Dass Statistiken jedoch nicht immer das widerspiegeln, was wir auf dem Spielfeld letztlich sehen und wahrnehmen, zeigte das Spiel in Wolfsburg. 119,2 Kilometer ist die Mannschaft des HSV in dieser Partie gelaufen, drei Kilometer mehr als der Gegner. Ein genauerer Blick macht allerdings deutlich, dass diese Zahl allein nicht allzu viel wert ist. In Sachen schnelle und intensive Läufen hatten die Wölfe die Nase vorn – insbesondere in der zweiten Hälfte. Denn was das Team von Lorenz-Günther Köstner in der letzten halben Stunde investierte, war beeindruckend und mit Sicherheit auch auf die Arbeit von Felix Magath zurückzuführen. „Er hat eine Mannschaft hinterlassen, die topfit ist“, hatte Köstner nach dessen Entlassung gesagt.

Mancienne könnte 2013 erstmals für die englische A-Nationalmannschaft berufen werden

Nun wird bekanntlich schon länger – hinter vorgehaltener Hand natürlich – darüber getuschelt, ob die Mannschaft von Thorsten Fink fit genug sei. Zumindest bei einigen Spielern kann man sich darüber streiten. Schon in der vergangenen Saison fiel mir zum Beispiel bei Gökhan Töre auf, dass seine Kraft nur für 70 bis maximal 80 Minuten reichte, ehe er mit Krämpfen in den Waden vorzeitig aus dem Spiel genommen wurde. Auch bei Mancienne (wobei er das Problem mittlerweile in den Griff bekommen hat), Arslan, Bruma, Jansen und zuletzt Skjelbred konnte man das sehr deutlich erkennen. Dennis Aogo bestätigte diese Theorie nach dem Spiel zumindest teilweise: „Ich habe gegen Ende gemerkt, dass mir die Luft gefehlt hat. Unser Spiel ist sehr laufintensiv, wir versuchen alles in allerhöchstem Tempo“, erzählte er uns.

Hinzu kommen die häufigen Muskelverletzungen in der letzten Zeit. Klar kann man von „Pech“ sprechen, aber es ist wiederum schon erstaunlich, dass Spieler wie Heiko Westermann oder David Jarolim in den vergangenen Jahren so gut wie nie, ich erinnere mich nicht an ein einziges Mal, verletzt ausgefallen sind. Westermann spielte vor einigen Wochen sogar mit einem Muskelfaserriss im Gesäß, andere setzten schon wegen eines Muskelkaters mit dem Training aus.
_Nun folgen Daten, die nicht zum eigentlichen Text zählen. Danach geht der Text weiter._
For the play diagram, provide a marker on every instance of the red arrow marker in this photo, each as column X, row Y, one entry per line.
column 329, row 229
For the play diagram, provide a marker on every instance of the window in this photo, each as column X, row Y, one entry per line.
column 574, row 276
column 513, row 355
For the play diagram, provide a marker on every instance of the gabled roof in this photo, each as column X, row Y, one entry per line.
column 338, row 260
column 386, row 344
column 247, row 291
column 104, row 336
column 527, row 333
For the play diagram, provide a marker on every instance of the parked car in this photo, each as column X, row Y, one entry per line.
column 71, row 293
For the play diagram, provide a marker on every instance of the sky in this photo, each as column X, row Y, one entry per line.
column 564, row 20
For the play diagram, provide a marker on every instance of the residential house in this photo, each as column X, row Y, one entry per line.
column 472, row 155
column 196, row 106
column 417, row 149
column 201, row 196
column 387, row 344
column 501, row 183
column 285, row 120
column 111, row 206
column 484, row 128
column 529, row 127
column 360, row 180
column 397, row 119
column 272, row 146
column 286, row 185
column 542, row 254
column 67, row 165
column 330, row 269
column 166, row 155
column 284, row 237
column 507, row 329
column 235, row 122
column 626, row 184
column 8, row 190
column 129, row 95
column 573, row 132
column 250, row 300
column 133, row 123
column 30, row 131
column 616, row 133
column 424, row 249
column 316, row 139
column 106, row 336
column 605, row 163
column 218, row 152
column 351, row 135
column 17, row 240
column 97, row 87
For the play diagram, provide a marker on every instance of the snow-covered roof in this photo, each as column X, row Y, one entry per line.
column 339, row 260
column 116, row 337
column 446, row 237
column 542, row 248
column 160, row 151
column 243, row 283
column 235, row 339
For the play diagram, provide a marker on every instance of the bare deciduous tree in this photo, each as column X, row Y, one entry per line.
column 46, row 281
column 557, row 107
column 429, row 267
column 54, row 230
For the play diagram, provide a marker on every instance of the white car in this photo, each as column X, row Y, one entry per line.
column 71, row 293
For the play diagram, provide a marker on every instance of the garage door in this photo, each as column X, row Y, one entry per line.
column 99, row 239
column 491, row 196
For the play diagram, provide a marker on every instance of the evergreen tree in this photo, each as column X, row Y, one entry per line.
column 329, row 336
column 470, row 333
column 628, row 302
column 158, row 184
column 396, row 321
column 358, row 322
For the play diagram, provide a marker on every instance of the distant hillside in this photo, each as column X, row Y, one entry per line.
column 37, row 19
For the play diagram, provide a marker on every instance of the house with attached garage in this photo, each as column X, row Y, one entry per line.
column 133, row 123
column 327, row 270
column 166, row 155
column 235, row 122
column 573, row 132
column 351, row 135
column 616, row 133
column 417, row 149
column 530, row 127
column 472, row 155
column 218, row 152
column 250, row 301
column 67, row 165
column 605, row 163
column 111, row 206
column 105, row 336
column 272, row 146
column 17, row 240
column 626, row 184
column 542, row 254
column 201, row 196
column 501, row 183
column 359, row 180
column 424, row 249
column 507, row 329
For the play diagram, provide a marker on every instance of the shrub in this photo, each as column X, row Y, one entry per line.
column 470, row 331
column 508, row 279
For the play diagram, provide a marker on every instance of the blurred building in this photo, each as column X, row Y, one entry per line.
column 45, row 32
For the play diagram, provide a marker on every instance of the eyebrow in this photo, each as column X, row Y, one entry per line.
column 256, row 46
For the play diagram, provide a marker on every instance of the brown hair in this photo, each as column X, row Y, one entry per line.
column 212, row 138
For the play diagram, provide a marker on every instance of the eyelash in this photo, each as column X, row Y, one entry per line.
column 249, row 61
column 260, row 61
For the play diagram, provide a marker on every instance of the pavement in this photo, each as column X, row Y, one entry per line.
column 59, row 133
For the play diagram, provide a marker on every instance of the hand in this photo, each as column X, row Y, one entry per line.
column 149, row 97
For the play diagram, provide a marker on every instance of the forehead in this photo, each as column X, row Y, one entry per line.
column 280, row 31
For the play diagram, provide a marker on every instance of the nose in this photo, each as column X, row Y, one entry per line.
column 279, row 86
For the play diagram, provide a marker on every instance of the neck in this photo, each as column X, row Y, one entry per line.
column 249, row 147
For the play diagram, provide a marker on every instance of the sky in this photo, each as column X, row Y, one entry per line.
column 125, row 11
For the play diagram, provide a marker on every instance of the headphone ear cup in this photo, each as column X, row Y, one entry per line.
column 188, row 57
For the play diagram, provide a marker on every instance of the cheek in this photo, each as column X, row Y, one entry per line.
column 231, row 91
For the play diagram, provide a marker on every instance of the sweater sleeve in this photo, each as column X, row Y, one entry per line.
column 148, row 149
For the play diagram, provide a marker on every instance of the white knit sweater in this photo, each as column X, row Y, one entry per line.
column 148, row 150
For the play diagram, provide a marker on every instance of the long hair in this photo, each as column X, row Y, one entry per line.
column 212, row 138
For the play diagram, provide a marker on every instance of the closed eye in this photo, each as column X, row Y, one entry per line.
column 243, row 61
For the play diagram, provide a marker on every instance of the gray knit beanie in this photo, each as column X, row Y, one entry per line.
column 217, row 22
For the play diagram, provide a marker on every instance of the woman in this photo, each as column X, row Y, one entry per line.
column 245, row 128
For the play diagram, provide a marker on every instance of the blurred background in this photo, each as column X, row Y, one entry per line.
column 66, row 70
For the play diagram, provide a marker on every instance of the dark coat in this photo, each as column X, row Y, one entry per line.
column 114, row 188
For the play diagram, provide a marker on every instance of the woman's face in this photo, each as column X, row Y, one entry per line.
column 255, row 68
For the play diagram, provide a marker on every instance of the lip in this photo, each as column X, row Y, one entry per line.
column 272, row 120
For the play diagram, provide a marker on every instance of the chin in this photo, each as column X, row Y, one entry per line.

Allein daraus eine saloppe Berufsauffassung einiger Herren abzuleiten, wäre jedoch ungerecht. Dazu hat die Mannschaft in dieser Saison auch schon bewiesen, dass sie bereit ist, über ihr Schmerzlimit hinaus zu gehen. Andererseits gibt es in Sachen Fitness augenscheinlich noch Steigerungspotenzial.

Kapitän Westermann - auf und neben dem Platz höchst professionell

Es soll auch keinesfalls darüber hinwegtäuschen, dass die Mannschaft auf einem durchaus guten Weg ist. Wer hätte uns vor der Saison oder nach dem Pokal-Aus zur Winterpause 21 Punkte zugetraut? Mit ein wenig Glück könnten am Freitag drei weitere hinzukommen, wobei ein Trainerwechsel erfahrungsgemäß einen positiven Schub nach sich zieht. Die Verunsicherung der Hoffenheimer gilt es jedoch auszunutzen und vor heimischem Publikum für einen versöhnlichen Abschluss des Jahres zu sorgen. Ich hätte nach diesem durchaus schwierigen Jahr keine Einwände. Doch auch nach einem Sieg sollte der Fuß ruhig auf der Euphoriebremse bleiben, ungeachtet derer, die bemängeln, dass Vorstand und Spieler sich (noch) nicht zu mutigen Aussagen hinreißen lassen.

Bis dahin,

Nur der HSV!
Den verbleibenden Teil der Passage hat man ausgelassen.